La crisi è quel momento in cui il vecchio muore e il nuovo stenta a nascere. Antonio Gramsci

giovedì 12 novembre 2015

Zero poveri estremi

di Riccardo Barlaam
Alla fine del 2015 la percentuale delle persone nel mondo che vivono in condizioni di estrema povertà scenderà sotto il 10 per cento. È la prima volta che accade. Ed è una buona notizia. Che fotografa un miglioramento delle condizioni di vita – per una volta – di chi sta più indietro. La Banca mondiale utilizza un nuovo tetto di reddito pro-capite giornaliero per definire la povertà estrema: limite allargato da 1,25 $ al giorno (ai prezzi del 2005) a 1,9 $ al giorno (ai prezzi attuali), considerando l’aumento del costo della vita.
Le Banca mondiale è l’organizzazione delle Nazioni Unite, con sede a Washington, che ha l’obiettivo di lottare contro la povertà e di organizzare aiuti e finanziamenti per lo sviluppo.
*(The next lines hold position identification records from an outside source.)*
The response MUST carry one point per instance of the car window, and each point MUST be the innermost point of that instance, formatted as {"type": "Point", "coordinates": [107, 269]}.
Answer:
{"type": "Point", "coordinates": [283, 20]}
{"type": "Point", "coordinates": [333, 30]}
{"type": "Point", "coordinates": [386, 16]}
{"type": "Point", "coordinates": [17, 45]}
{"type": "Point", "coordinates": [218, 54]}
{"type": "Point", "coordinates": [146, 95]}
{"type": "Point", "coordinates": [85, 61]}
Secondo le sue previsioni, a fine anno la percentuale delle persone in estrema povertà scenderà al 9,6% della popolazione mondiale, contro il 12,8% del 2012. Nel 1990 la percentuale di persone sotto la soglia della povertà era del 37%, e addirittura del 44% nel 1981.
I poveri più poveri nel mondo quindi scendono sotto il 10%. Uno su dieci. Il 96% della popolazione ancora in condizioni di povertà estrema risiede nell’Asia del Sud, nell’Africa subsahariana, nei Caraibi, nell’Asia orientale e Pacifico e nelle zone interne di India e Cina. Il grande problema che resta da risolvere, la sfida più grande – scrivono i ricercatori della Banca mondiale, nel loro rapporto The Poverty Focus of Country Programs – è quella della «crescente concentrazione della povertà globale nell’Africa subsahariana».
Difatti, la percentuale delle persone che vivono in condizioni di povertà estrema nell’Africa subsahariana è ancora molto alta, seppure in diminuzione: da quasi un africano su due (il 46,2% della popolazione nel 2012) a quasi un africano su tre a fine anno (il 35,2% della popolazione). L’Africa subsahariana resta la zona più povera del mondo. Nel Sudest asiatico restano tante aree con povertà diffusa, ma vi si registra un miglioramento maggiore rispetto al Subsahara nella riduzione della povertà.
Il motivo della diminuzione della povertà? La Banca mondiale lo spiega con la crescita economica di molti paesi in via di sviluppo e con i maggiori investimenti in istruzione, sanità e ammortizzatori sociali.
La povertà estrema o la povertà assoluta è stata definita per la prima volta dalle Nazioni Unite nel 1995, come «una condizione caratterizzata da una grave forma di privazione dei bisogni umani fondamentali, quali cibo, acqua potabile, servizi igienici, salute, protezione, educazione e informazione. Una condizione che dipende non solo dal reddito ma anche dalle possibilità di accesso ai servizi essenziali».
La riduzione della povertà era il primo degli Obiettivi del Millennio approvati dai 189 membri dell’Onu nel 2000. Più in particolare, il primo Millennium development goal aveva come target la riduzione della povertà estrema di almeno il 50% entro il 2015, rispetto al livello del 2000. Un obiettivo che, ricorda la Banca mondiale, è stato raggiunto nel 2010. Con cinque anni di anticipo rispetto alle previsioni.
Il passo successivo ora è quello della eliminazione totale dei poveri tra i poveri. È uno dei 17 nuovi Obiettivi globali di sviluppo appena lanciati dall’Assemblea generale dell’Onu: eliminare la povertà nel mondo entro il 2030. Cioè di far diminuire ancora, da qui ai prossimi 15 anni, la percentuale di persone che vivono con meno di due dollari al giorno dal 10% attuale a zero. Zero poveri nel 2030. Prima però ci sono tante sfide da vincere.